Pas perdues pour tout le monde, puisqu'ils continuent à armer leurs mercenaires de l'EI, CIA/Mossad !

Des armes américaines "perdues" retrouvées chez Daech

19:43 16.10.2015 (mis à jour 20:14 16.10.2015)

 

Les forces de sécurité irakiennes affichent un drapeau d`État islamique et des munitions confisquées

 

Des armes et des munitions "perdues" par les Américains ont été retrouvées par des soldats irakiens dans les régions débarrassées des terroristes de l'Etat islamique.

Lors d'une opération visant à libérer les territoires occupés par l'Etat islamique (Daech), des militaires irakiens ont découvert un hangar rempli d'armes américaines, rapporte le magazine en ligne Alles Schall und Rauch (ASuR).

Et bien que le Pentagone affirme que ces armes "ont disparu l'année dernière", personne, semble-t-il, n'accorde foi à cette allégation, souligne le magazine.

"Le Pentagone a confirmé lundi que l'armée irakienne avait découvert un vaste entrepôt appartenant à Daech et contenant un grand nombre de munitions américaines, ainsi que des roquettes antichars sophistiqués TOW-2. Cette cache d'armes a été découverte au moment où les militaires irakiennes ont repris des régions auparavant contrôlées par l'Etat islamique", indique l'ASuR.

"Interrogé par les journalistes, le porte-parole du Pentagone a reconnu qu'il s'agissait d'armes «disparues» l'année dernière, mais a nié que les Etats-Unis les avaient délibérément livrées à Daech", constate le magazine.

Les médias irakiens rapportent toutefois que les munitions et les roquettes avaient été parachutées par les Américains. Les porte-paroles de l'US Army nient cette information et la qualifient de "propagande", affirme l'ASuR.

"Oui, oui, niez tout et faites comme si vous étiez innocents. Personne ne vous croira", écrit le magazine, ajoutant que le stock découvert atteste que les Etats-Unis fournissaient à Daech non seulement des armes et des munitions, mais aussi des médicaments et même des denrées alimentaires.

En réalité, Washington combat aux côtés de l'Etat islamique.
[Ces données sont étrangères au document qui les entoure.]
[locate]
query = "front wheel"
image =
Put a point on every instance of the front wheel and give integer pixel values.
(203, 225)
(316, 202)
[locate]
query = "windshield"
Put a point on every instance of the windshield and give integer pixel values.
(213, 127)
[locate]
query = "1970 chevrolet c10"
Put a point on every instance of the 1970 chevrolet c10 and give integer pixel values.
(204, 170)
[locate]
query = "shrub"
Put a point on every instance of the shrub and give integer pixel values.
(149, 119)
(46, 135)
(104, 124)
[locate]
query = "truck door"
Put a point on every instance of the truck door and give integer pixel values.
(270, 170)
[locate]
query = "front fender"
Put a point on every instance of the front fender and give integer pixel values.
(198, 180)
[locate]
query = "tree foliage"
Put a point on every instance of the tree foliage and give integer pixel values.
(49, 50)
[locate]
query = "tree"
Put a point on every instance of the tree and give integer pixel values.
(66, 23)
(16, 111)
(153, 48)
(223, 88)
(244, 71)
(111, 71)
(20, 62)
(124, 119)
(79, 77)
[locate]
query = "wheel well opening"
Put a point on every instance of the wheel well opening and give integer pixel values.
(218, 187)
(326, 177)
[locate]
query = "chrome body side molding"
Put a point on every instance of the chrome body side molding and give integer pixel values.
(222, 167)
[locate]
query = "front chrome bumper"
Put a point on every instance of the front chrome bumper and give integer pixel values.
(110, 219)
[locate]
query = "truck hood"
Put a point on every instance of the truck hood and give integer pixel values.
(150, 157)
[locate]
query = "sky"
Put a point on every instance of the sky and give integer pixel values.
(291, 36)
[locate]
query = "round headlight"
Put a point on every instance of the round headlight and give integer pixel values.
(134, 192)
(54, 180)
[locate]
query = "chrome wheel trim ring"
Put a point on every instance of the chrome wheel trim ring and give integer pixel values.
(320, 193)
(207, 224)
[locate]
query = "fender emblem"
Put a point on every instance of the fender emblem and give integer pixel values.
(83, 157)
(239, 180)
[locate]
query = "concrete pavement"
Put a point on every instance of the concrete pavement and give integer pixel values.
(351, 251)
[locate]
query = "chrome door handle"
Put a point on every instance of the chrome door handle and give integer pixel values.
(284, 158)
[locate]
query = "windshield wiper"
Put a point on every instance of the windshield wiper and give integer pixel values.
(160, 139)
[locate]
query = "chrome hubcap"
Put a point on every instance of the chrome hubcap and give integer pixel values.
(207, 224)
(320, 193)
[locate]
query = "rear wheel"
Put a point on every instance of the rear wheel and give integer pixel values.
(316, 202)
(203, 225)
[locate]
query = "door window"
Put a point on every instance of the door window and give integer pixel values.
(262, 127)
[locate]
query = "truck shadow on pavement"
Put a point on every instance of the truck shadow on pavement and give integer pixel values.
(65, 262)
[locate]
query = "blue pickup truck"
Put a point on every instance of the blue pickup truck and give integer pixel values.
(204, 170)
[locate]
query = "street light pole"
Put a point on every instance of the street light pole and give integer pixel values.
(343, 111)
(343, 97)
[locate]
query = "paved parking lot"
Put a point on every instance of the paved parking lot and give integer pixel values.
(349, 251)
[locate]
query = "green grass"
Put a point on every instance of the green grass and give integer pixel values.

Quant aux Russes, on les traite de "méchants", car ils mènent une lutte efficace contre les terroristes. Le magazine considère la politique médiatique américaine comme une "déformation complète des faits".

"Washington et l'Occident en général montrent chaque jour qu'ils sont du côté des terroristes de l'Etat islamique. Un exemple? Les Etats-Unis et leurs laquais européens ont refusé de soutenir la déclaration du Conseil de sécurité de l'Onu dans laquelle le bombardement de l'ambassade de Russie à Damas était qualifié d'acte terroriste", rappelle l'ASuR.

Le ministre russe des Affaires étrangères Sergueï Lavrov a commenté ce comportement dans les termes suivants: "Il est dommage que nos collègues américains ne se mettent pas du côté de ceux qui se battent contre le terrorisme et qui condamnent les attaques terroristes. Deux poids deux mesures! Nous devons malheureusement le constater de nouveau".